Kids fighting fires. Kids finding lost kids in the woods. Kids rappelling down from a building. Kids assessing environmental risks. KIDS??? Thirty-eight lucky children between the ages of ten and thirteen got to explore exactly what it means to be part of Italy’s volunteer safety net, Protezione Civile. They also got an adrenal rush and I’m sure will consider becoming future volunteers.
Volunteers are a cornerstone of Pontelandolfo life. They organize arts activities, social events, parish festivals and most important of all ensure that Pontelandolfese are safe, secure and assisted in time of need. On call 24 hours a day, Protezione Civile Pontelandolfo, Civil Protection, is an organization of a highly trained and committed residents who are willing to leap into the fray whenever there is an emergency. On the news, you have seen volunteers like them, in their yellow trimmed uniforms, helping with search and rescue after earthquakes, floods etc. In Pontelandolfo, I have watched them do traffic control, handle snow emergencies, guide people to safety, assist the Italian Red Cross and essentially intervene whenever it was necessary. Click here for an example of their role with a 2015 flood and wind that knocked more than our sox off.
Italians have big hearts and have always had a willingness to lend a hand. After citizens mobilized independently to assist with the huge disasters that hit Italy in a fifty-year period, like the floods of Florence in 1966 and the Friuli and Irpinia earthquakes, it was recognized that an organized public system of deployment was necessary. In 1992, Protezione Civile, the National Service of Civil Protection, by law became an integral part of the public system.
This is serious business. The region organizes drills which simulate real risk situations. Since we live in an earthquake zone, our village hosted an earthquake drill.
It is so serious, that future leaders and volunteers are fostered through an annual exceptional week long summer camp. With the support of the National Department of Civil Protection, the Comune of Pontelandolfo and in collaboration with Protezione Civile di Fragneto L’Abate, Gruppo Comunale di Protezione Civile di Bisaccia, and Protezione Civile Irpinia di San Potito Ultra, Stefano Baldini, the head of our local Protezione Civile, and his team of volunteers organized Il Campo Scuola 2019.
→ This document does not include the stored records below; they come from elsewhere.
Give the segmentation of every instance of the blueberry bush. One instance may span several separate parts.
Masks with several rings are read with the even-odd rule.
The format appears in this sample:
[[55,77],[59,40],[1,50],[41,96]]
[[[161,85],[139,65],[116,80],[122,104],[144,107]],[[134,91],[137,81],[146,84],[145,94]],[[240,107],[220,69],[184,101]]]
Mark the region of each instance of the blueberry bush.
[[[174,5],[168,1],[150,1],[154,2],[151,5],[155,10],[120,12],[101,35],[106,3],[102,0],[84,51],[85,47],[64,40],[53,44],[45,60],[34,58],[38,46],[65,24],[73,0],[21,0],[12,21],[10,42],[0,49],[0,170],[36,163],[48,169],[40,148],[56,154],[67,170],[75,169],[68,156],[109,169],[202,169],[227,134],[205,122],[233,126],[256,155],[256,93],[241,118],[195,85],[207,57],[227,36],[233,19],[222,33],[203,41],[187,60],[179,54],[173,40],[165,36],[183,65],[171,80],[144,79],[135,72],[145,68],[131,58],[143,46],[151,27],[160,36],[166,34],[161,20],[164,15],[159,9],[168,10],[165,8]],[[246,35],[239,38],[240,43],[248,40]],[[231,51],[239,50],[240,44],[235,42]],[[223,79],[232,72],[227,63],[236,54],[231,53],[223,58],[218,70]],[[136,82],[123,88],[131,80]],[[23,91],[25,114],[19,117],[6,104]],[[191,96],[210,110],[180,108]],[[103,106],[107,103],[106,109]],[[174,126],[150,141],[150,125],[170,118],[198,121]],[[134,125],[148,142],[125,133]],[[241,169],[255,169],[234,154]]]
From July 1 through July 7 this year, kids did the usual camp stuff like setting up and sleeping in a tent, they also were immersed in theoretical and practical civil protection training courses. What school in the summer??? Who would want to do that?? These kids certainly did. Besides it wasn’t all work and no play. Some of the work looked pretty exciting. The young trainees had to apply for admittance. The program was totally free! Participants came from Pontelandolfo, Morcone, Fragneto Monforte, Bisaccia, Sant’Angelo A Cupolo, San Potito, Aquilonia and Flumeri. Bringing kids from a variety of towns together makes sense. All of the individual Protezione Civile groups often work with each other. If it is an emergency or a giant festa that needs crowd control, we see uniforms from a variety of places. The kids working together at this age starts the collaboration ball rolling.
I remember being forced to go to Camp Speers ripping my forearm with a bow string and belly crawling with a 22 rifle. I hated every minute of it. If there had been some academic portion or if the firing a rifle was being taught for a real purpose I might not have fought tooth and nail not to go.
These campers got lots of physical activity and real-world experiences. Here is a quick overview – set up a field operation – yup put up the tents, rig electrical system etc.; over view of the National Civil Protection system; municipal contingency plans – what?? I have to pause here and tell Jack. My husband spent most of his adult career working in emergency preparedness planning. I bet after this camp some of these kids could write better municipal contingency plans than some of the town plans Jack read when he was with the State Police.
OK, back to the grueling week – they had a lesson on cartography ( I had to look the word up – science of drawing maps); figuring out territory orientation; using a map and a single compass figuring out a path through Mountain Cavello to lunch! No one got lost!!! I would have been found weeks later sitting on a log begging to go home. These kids were GREAT!.
After a lesson on the seismic conditions of our region and what to do if an earthquake hits, these kids leaped to another disaster. What do you do if someone is trapped high up on a hill with a broken leg or in a burning building? You use a safety harness, zip wire or rappel.
I’m exhausted just writing about all that they accomplished. And the list goes on – fire safety and protection, hydroeological risks (looked this up too – distribution and movement of groundwater in the soil and rocks of the Earth’s crust), use of radios for communication, working with canine units, forest fire rescues, searching for missing people, working with people with disabilities and…….
The kids who will be the leaders of tomorrow deserve a big round of applause and so do the volunteers of Protezione Civile Pontelandolfo who give their time, energy and love to our little village.